Auto parts also factor into the mix. "There's been much pressure to fight parts price increases by selecting cheaper alternative parts, and additionally a lot of large carmakers put more parts on their 'Beat the Competition' programs where they would match the price of an aftermarket part in order to sell that OEM new part," noted Horn. "We saw that have an overall effect on the outlay for parts of average repairable vehicles."

Perhaps one of the largest changes the industry has seen is a softening of used-vehicle values, he added. In 2009, sales of new vehicles in the United States were the lowest in a decade, which catapulted used-car values higher as financial institutions restricted leases and rental cars, and fleet companies kept vehicles in service longer, Horn said. "Fewer late-model vehicles available meant resale values for used vehicles rose across the board."

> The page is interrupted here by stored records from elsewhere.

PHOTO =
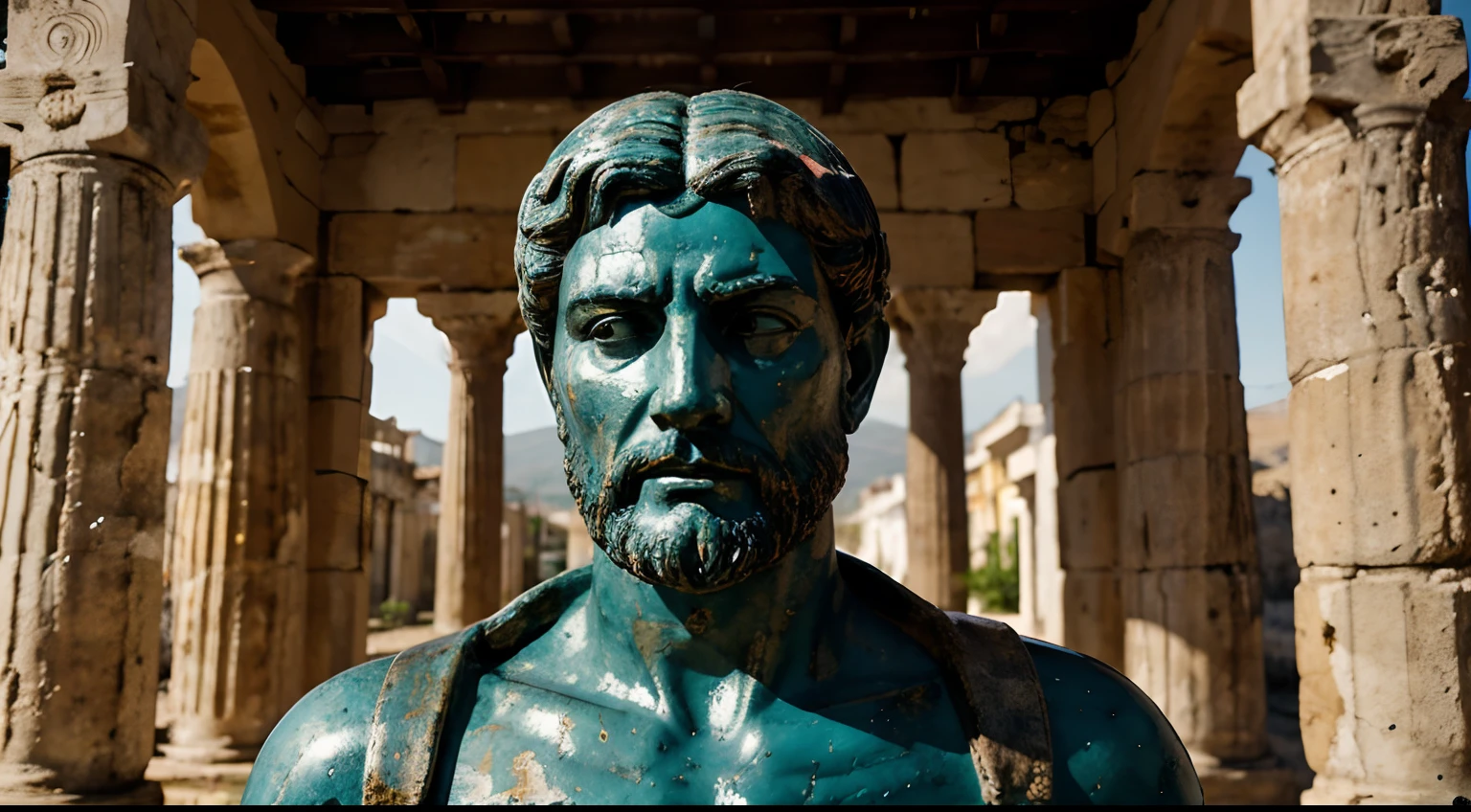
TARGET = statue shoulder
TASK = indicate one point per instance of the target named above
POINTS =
(1109, 742)
(317, 754)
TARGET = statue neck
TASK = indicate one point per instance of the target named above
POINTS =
(770, 625)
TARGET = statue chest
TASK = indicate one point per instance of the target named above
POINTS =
(526, 745)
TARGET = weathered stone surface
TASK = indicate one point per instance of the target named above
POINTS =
(337, 349)
(1193, 643)
(1180, 414)
(1087, 509)
(872, 161)
(1065, 121)
(1372, 250)
(1382, 468)
(1385, 691)
(1105, 168)
(1100, 114)
(471, 573)
(402, 255)
(392, 170)
(930, 250)
(1084, 309)
(1094, 614)
(1186, 510)
(933, 327)
(1185, 200)
(238, 570)
(1052, 177)
(491, 172)
(1179, 304)
(1017, 240)
(85, 272)
(955, 172)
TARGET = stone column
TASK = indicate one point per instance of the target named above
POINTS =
(1084, 332)
(337, 488)
(1190, 587)
(1364, 118)
(238, 558)
(85, 293)
(935, 327)
(469, 573)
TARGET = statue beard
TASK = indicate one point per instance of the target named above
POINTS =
(689, 548)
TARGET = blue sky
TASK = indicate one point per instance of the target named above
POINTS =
(411, 378)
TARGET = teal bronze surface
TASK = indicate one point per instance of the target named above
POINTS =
(703, 280)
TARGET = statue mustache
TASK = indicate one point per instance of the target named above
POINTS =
(680, 455)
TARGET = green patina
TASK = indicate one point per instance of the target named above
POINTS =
(705, 282)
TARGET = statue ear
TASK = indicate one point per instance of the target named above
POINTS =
(865, 359)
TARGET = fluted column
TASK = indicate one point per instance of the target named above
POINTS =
(935, 327)
(469, 570)
(1086, 332)
(238, 570)
(85, 293)
(1366, 120)
(1190, 586)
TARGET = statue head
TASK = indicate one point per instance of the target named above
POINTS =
(703, 280)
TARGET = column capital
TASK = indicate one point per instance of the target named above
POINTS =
(103, 76)
(1322, 76)
(478, 324)
(935, 324)
(265, 269)
(1186, 200)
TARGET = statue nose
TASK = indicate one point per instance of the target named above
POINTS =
(693, 383)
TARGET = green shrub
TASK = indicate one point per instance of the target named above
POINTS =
(998, 584)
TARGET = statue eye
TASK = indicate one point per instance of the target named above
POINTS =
(612, 328)
(759, 324)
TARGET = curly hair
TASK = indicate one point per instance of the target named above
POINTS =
(711, 145)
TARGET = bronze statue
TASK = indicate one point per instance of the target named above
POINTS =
(705, 282)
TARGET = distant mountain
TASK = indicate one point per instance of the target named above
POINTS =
(534, 463)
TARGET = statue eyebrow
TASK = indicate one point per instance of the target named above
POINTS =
(721, 290)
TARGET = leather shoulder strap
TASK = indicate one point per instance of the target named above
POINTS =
(408, 719)
(992, 677)
(1012, 743)
(406, 723)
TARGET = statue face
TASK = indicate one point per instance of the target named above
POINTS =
(699, 370)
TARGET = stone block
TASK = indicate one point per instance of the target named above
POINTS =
(1182, 414)
(334, 434)
(1065, 121)
(1380, 463)
(1193, 643)
(892, 117)
(992, 110)
(1186, 510)
(1015, 240)
(1094, 614)
(955, 170)
(1105, 168)
(402, 254)
(1087, 520)
(930, 250)
(1385, 688)
(399, 170)
(335, 515)
(1179, 304)
(340, 340)
(1100, 114)
(491, 172)
(872, 161)
(1350, 287)
(1052, 177)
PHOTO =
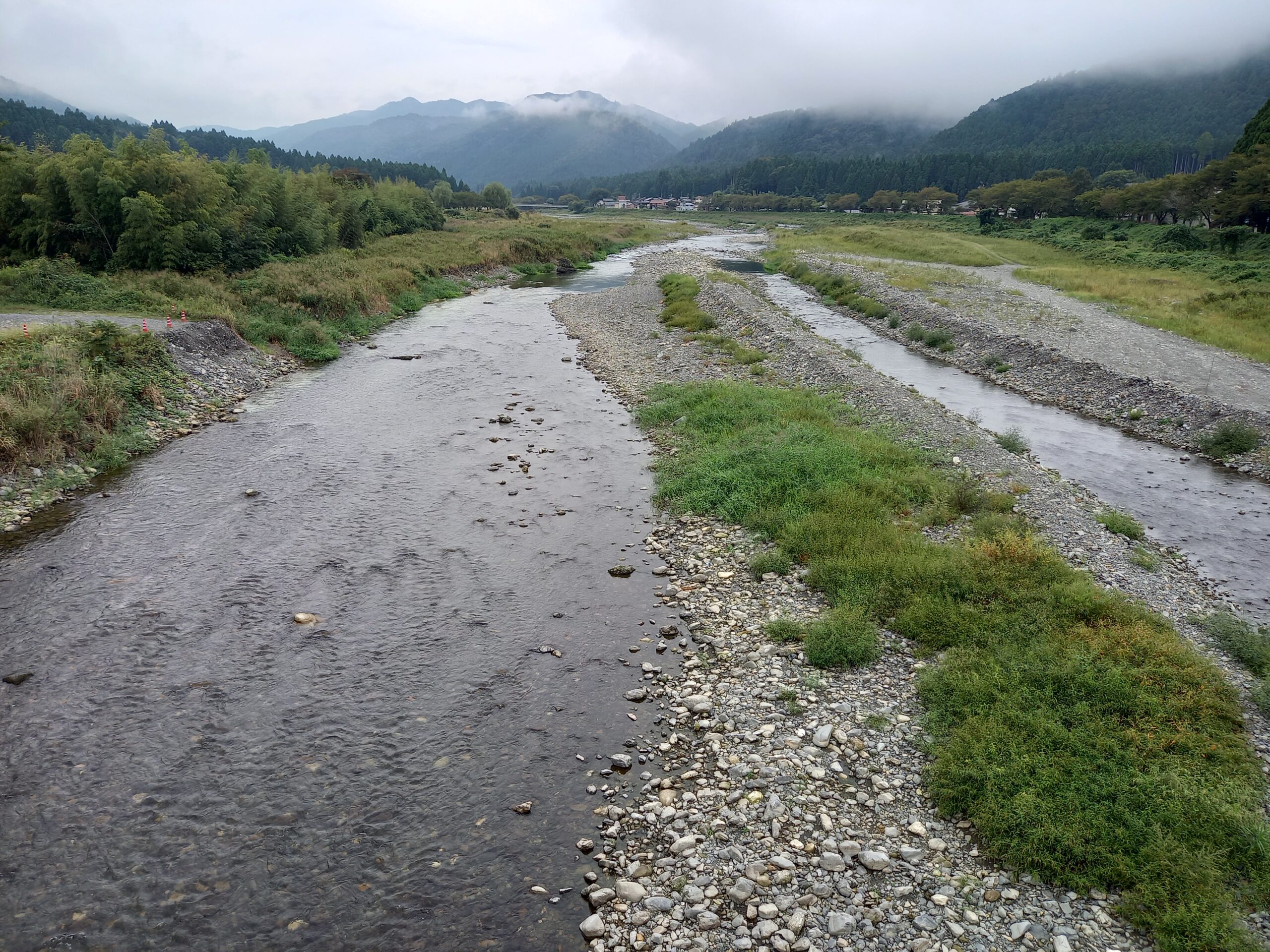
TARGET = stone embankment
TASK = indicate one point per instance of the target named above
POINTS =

What that meant for repair numbers from 2009 to mid-2012, he said, "is that instead of being declared total losses, more vehicles now fell into the repair category. The interesting thing is that there's never really one silver bullet; rather, it's a couple of moving pieces.

For example, eight years ago a BMW 5 series front end was constructed of mild steel. Today, that's replaced with an aluminum structure--something much more costly to repair."

Accelerating Forward

This year, said Rich Attanasio, a vice president in A.M. Best's property/casualty rating division, carriers likely can expect to see more of the same when it comes to adjusted loss ratios of auto physical damage claims.

"We don't expect any significant changes from a loss perspective; companies are continuing to take modest rate increases," he added.

"If there is a significant event, that could change this a little," Attanasio said. "But in order to move those numbers on a national level, it would take a pretty significant trend across the entire U.S. population." Two things set to change, however, are cars and parts themselves, said Passmore.

"I think cars and materials will continue to become more and more sophisticated. I think over the long term, the average cost of repairs will probably continue to rise; however, accident trends will likely decrease even though people may be driving more.

"Now what we'll see are more collision avoidance systems coming into the vehicle fleet," he added.

"Air bags and anti-lock brakes started out in more expensive cars and eventually made their way through the fleet into more economical vehicles. Anti-collision avoidance technologies will likely have the same effect. And that could factor into auto physical damage adjusted loss ratios going forward."